AdaWorld: Learning Adaptable World Models with Latent Actions¶
Conference: ICML 2025
arXiv: 2503.18938
Code: https://adaptable-world-model.github.io
Area: Self-Supervised Learning
Keywords: World Models, Latent Actions, Self-Supervised, Video Pre-training, Action Transfer
TL;DR¶
AdaWorld is proposed, which builds highly adaptable world models by performing action-aware pre-training through self-supervised extraction of latent actions from videos, supporting zero-shot action transfer and fast adaptation to new environments with few interactions.
Background & Motivation¶
Background: World models aim to learn action-controlled future prediction, which is crucial for agent development. Existing methods rely on massive action-annotated data and expensive training to achieve action controllability.
Limitations of Prior Work: (a) Action formats vary across different environments, making it difficult to define a unified format; (b) adapting to new environments requires re-collecting massive action labels and retraining; (c) world models pre-trained solely on action-free videos lack action controllability.
Key Challenge: How to introduce action information during the pre-training phase without relying on explicit action labels?
Goal: Build world models that can rapidly adapt to new environments.
Key Insight: Extract latent actions from video frame pairs in a self-supervised manner—using an information bottleneck to force the encoder to retain only the most critical transitions between frames (i.e., action information) while removing context (such as color, texture).
Core Idea: Latent actions are context-independent and can transfer across environments—enabling action transfer to new scenes given just a single demonstration.
Method¶
Overall Architecture¶
Two components: 1. Latent Action Autoencoder: Extracts latent actions from unlabeled videos. 2. Autoregressive World Model: Predicts the next frame conditioned on latent actions.
Key Designs¶
-
Latent Action Autoencoder:
- Function: Extracts compact latent actions \(\tilde{a}\) from two consecutive frames \(f_t, f_{t+1}\).
- Mechanism: The encoder uses a spatiotemporal Transformer to extract latent actions from frame pairs, and the decoder predicts \(f_{t+1}\) based on \(\tilde{a}\) and \(f_t\). An information bottleneck from \(\beta\)-VAE is employed to force \(\tilde{a}\) to encode only the most critical transitions between frames.
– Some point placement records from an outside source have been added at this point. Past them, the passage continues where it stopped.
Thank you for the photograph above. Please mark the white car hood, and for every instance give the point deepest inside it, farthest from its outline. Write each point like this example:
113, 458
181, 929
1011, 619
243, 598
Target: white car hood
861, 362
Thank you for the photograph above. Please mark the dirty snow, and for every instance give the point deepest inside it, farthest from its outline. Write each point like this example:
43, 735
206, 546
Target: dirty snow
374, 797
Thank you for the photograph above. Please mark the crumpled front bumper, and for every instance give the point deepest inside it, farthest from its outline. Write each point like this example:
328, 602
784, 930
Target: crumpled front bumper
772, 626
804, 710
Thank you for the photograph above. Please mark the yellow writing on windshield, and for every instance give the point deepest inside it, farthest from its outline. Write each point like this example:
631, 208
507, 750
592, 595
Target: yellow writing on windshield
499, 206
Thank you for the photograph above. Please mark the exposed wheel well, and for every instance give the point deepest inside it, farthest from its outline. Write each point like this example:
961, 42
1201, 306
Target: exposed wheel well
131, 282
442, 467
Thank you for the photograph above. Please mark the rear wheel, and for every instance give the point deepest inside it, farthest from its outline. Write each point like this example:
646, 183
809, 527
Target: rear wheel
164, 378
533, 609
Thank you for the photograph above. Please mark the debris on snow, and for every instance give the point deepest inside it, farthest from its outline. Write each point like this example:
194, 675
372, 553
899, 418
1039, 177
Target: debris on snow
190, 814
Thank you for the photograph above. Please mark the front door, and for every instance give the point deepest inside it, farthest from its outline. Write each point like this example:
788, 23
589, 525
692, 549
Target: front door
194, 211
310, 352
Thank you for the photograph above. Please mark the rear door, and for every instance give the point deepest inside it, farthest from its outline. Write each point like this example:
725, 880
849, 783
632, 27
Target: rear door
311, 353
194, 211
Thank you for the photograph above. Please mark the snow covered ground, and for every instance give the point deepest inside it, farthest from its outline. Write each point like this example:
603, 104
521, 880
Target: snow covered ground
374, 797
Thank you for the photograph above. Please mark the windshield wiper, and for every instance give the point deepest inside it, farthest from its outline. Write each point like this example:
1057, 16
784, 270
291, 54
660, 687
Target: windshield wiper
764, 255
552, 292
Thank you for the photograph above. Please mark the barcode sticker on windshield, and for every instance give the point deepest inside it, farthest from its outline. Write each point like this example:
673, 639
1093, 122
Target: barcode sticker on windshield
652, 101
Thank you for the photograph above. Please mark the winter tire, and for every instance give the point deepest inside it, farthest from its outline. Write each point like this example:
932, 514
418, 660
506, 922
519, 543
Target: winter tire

- Design Motivation: The information bottleneck allows latent actions to be automatically decoupled from the context—making latent actions extremely compact compared to the immense dimensionality of pixels.
-
Action-aware Pre-training:
- Function: Uses a world model based on Stable Video Diffusion to predict the next frame conditioned on latent actions.
- Mechanism: Concatenates latent actions with timestep embeddings and CLIP image embeddings as conditions for the diffusion model.
- Design Motivation: By learning that "different latent actions lead to different state transitions" during pre-training, adapting to a new environment only requires finding the action mapping.
-
Adaptation Mechanism:
- Zero-shot transfer: Extract latent actions from a demonstration video and reuse them in a new scene.
- Few-interaction adaptation: When action labels are available, find the mapping using the latent action encoder, requiring only minimal fine-tuning.
Loss & Training¶
- Latent action autoencoder: \(\beta\)-VAE objective (reconstruction + KL divergence).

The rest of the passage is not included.